The New Yorker published an in-depth profile of Karl Deisseroth, a renowned neuroscientist at Stanford. Deisseroth is largely credited with developing the field of optogenetics, which has revolutionized neuroscience by allowing us to use light to manipulate the activity of specific cells in the brain. The piece also recounts neuroscience’s long history of manipulating brain activity, starting with experiments on dead frogs in the 1700s.
Neuroscientist Eve Marder wrote a perspective in PLoS Biology highlighting some of the problems that are arising in this era of “big data”. Her main point is that collecting vast quantities of data means that complicated statistical analyses are required to analyze it, and the more complicated the analysis, the more likely it is to contain inappropriate assumptions and lead to erroneous conclusions. “Different from today, many of the findings in the past were instantly recognizable once the experiment was done and were not hidden in model-dependent analyses.”
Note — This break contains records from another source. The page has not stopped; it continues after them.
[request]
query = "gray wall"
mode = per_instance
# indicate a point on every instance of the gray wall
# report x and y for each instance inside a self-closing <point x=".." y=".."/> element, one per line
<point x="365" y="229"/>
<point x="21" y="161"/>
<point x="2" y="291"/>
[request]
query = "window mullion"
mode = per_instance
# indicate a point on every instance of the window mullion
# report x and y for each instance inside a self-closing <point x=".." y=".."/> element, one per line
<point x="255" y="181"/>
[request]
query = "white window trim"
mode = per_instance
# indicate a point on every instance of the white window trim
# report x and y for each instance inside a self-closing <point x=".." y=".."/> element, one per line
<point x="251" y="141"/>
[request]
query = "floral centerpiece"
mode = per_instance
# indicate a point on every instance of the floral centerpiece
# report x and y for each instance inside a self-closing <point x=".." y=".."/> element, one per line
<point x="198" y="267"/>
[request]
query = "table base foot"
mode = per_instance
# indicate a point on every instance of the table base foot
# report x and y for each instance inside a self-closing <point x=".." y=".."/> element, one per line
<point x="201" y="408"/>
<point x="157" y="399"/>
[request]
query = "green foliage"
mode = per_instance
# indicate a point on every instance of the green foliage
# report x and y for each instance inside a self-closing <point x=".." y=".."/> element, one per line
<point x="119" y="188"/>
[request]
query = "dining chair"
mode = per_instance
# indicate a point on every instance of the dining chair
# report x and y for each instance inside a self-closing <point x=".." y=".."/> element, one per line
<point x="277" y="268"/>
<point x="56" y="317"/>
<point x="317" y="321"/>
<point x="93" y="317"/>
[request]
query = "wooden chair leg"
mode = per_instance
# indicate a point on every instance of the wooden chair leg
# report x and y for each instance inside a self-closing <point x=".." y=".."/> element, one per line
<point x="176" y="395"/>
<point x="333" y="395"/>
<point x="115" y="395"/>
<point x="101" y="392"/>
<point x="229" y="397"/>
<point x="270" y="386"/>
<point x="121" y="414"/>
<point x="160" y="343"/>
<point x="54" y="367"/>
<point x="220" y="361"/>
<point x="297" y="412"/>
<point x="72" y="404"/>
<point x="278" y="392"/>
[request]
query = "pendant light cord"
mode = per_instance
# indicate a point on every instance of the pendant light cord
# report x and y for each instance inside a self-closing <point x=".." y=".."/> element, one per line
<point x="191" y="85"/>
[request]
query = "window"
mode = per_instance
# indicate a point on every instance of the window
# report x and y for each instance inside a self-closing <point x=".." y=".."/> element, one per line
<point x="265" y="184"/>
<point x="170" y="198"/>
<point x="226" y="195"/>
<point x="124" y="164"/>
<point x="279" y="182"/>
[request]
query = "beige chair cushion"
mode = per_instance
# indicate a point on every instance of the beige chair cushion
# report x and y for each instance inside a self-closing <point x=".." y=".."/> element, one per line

Nature published an article describing the debate over whether older lab heads should be forced to retire to make room for younger scientists. As shown in the graph below, the past couple of decades have witnessed a striking and ongoing trend of older scientists receiving a greater proportion of NIH grants at the expense of young scientists trying to start their careers. But certainly some older scientists are still productive, so should they really be forced out? On a related note, I had no idea that so many other countries currently enforce mandatory retirement at age 65, even when it means shutting down someone’s entire 70-member department.